Now that we have a function to process a single image, the next step is to parse the content of the Excel spreadsheet, iterate over all the image URLs it contains and call process_image() for each of them.
import openpyxl
import concurrent.futures
def iterate_over_spreadsheet(spreadsheet_path, column_name, result_directory_path):
# Load the spreadsheet
wb = openpyxl.load_workbook(spreadsheet_path)
image_urls = []
# Loop over all sheets in the workbook
for sheet_name in wb.sheetnames:
sheet = wb[sheet_name]
for col_num, col_cells in enumerate(sheet.iter_cols(values_only=True)):
if col_cells[0] == column_name:
break
else:
print(f"Column {column_name} not found in sheet {sheet_name}.")
continue
for cell in sheet.iter_rows(min_row=2, min_col=col_num + 1, max_col=col_num + 1):
if cell[0].value:
image_urls.append(cell[0].value)
The code above contains the first half of the function iterate_over_spreadsheet(), here are its important steps:
we open the spreadsheet located at spreadsheet_path using the library openpyxl
we iterate over all the sheets contained in the document
we look for the column whose first cell contains the value column_name (in the case of the spreadsheet we use as an example, that value would be "Image URL")
we iterate over all the rows in that column, and collect their value in the array image_urls
Now that we have collected all the image_urls, we can write the second part of the function iterate_over_spreadsheet():
with concurrent.futures.ThreadPoolExecutor(max_workers=4) as executor:
for image_url in image_urls:
# Extracting the filename from the URL, stripping query parameters if any
base_name = os.path.basename(image_url.split('?')[0])
# Getting the filename without its original extension and appending '.png'
result_file_name = os.path.splitext(base_name)[0] + '.png'
result_path = os.path.join(result_directory_path, result_file_name)
if not os.path.exists(result_path): # don't re-process images
executor.submit(process_image, image_url, result_path)
In this second part of the function we:
iterate over the image_urls
compose the result_path where the result image will be saved
check that a file doesn't already exist at result_path (so as to not process the same image twice)
call the function process_image() through an executor, which allows us to execute 4 API calls in parallel
If you want, you can increase the value of the argument max_workers to run more API calls in parallel.

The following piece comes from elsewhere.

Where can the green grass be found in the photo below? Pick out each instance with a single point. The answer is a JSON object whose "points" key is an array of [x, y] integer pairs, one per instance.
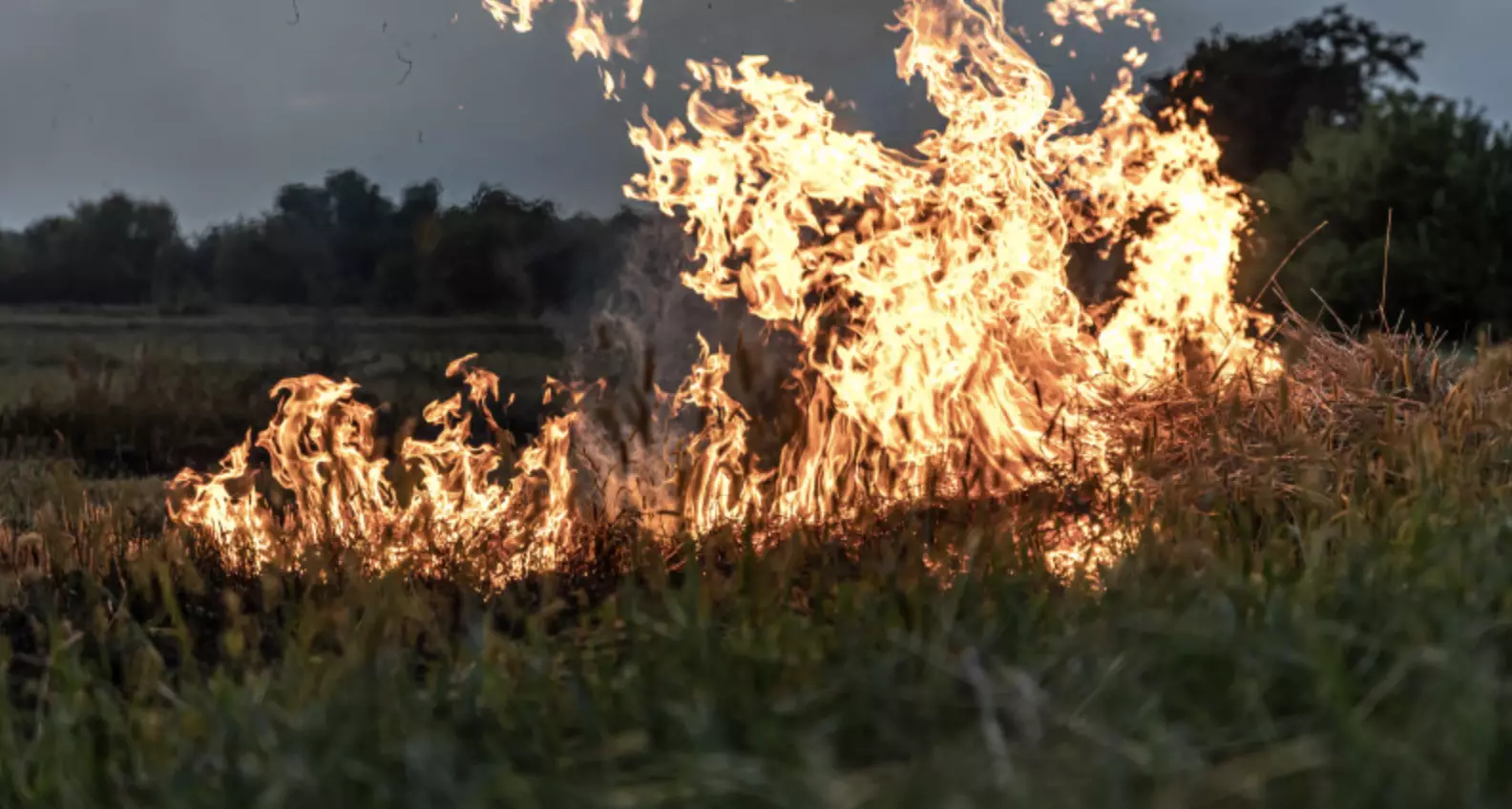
{"points": [[1319, 612]]}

Keep in mind though that the API is rate limited to 500 calls/minutes.
Step 3: Running the script
We're almost there, the last thing we need is to actually run the script.
To do this, we'll add this final piece of code:
if __name__ == "__main__":
SPREADSHEET_PATH = "./path_to_spreadsheet.xlsx"
COLUMN_NAME = "Image URL"
OUTPUT_DIRECTORY = "./output/"
if not os.path.exists(OUTPUT_DIRECTORY):
os.makedirs(OUTPUT_DIRECTORY)
iterate_over_spreadsheet(spreadsheet_path=SPREADSHEET_PATH, column_name=COLUMN_NAME, result_directory_path=OUTPUT_DIRECTORY)
Then, all that's left is to actually run the script using the terminal:
$ pip install requests openpyxl # run once to install the third-party libraries
$ python script.py
Conclusion
In this tutorial, we saw how to use a Python script to easily process images whose URLs are store inside an Excel spreadsheet with the Photoroom API.
We took the example of processing images through the Image Editing API, but this approach would also work perfectly with our Generate Background API.
Download the code sample
Here's the entire code sample, if you want to easily save it to a file:
import concurrent.futures
import openpyxl
import os
import requests
API_KEY = "REPLACE_WITH_YOUR_API_KEY"
def process_image(input_image_url, output_image_path):
try:
url = "https://image-api.photoroom.com/v2/edit"
query_string = {
"background.color": "FFFFFFFF",
"outputSize": "1000x1000",
"padding": "0.1",
"imageUrl": input_image_url
}
headers = {
"Accept": "image/png",
"x-api-key": API_KEY
}
response = requests.get(url, headers=headers, params=query_string)
response.raise_for_status()
with open(output_image_path, 'wb') as f:
f.write(response.content)
print(f"Image downloaded and saved to {output_image_path}")
except requests.RequestException as e:
print(f"Error: {str(e)}")
return str(e)
def iterate_over_spreadsheet(spreadsheet_path, column_name, result_directory_path):
# Load the spreadsheet
wb = openpyxl.load_workbook(spreadsheet_path)
image_urls = []
# Loop over all sheets in the workbook
for sheet_name in wb.sheetnames:
sheet = wb[sheet_name]
for col_num, col_cells in enumerate(sheet.iter_cols(values_only=True)):
if col_cells[0] == column_name:
break
else:
print(f"Column {column_name} not found in sheet {sheet_name}.")
continue
for cell in sheet.iter_rows(min_row=2, min_col=col_num + 1, max_col=col_num + 1):
if cell[0].value:
image_urls.append(cell[0].value)
with concurrent.futures.ThreadPoolExecutor(max_workers=4) as executor:
for image_url in image_urls:
# Extracting the filename from the URL, stripping query parameters if any
base_name = os.path.basename(image_url.split('?')[0])
# Getting the filename without its original extension and appending '.png'
result_file_name = os.path.splitext(base_name)[0] + '.png'
result_path = os.path.join(result_directory_path, result_file_name)
if not os.path.exists(result_path): # don't re-process images
executor.submit(process_image, image_url, result_path)
if __name__ == "__main__":
SPREADSHEET_PATH = "./path_to_spreadsheet.xlsx"
COLUMN_NAME = "Image URL"
OUTPUT_DIRECTORY = "./output/"
if not os.path.exists(OUTPUT_DIRECTORY):
os.makedirs(OUTPUT_DIRECTORY)
iterate_over_spreadsheet(spreadsheet_path=SPREADSHEET_PATH, column_name=COLUMN_NAME, result_directory_path=OUTPUT_DIRECTORY)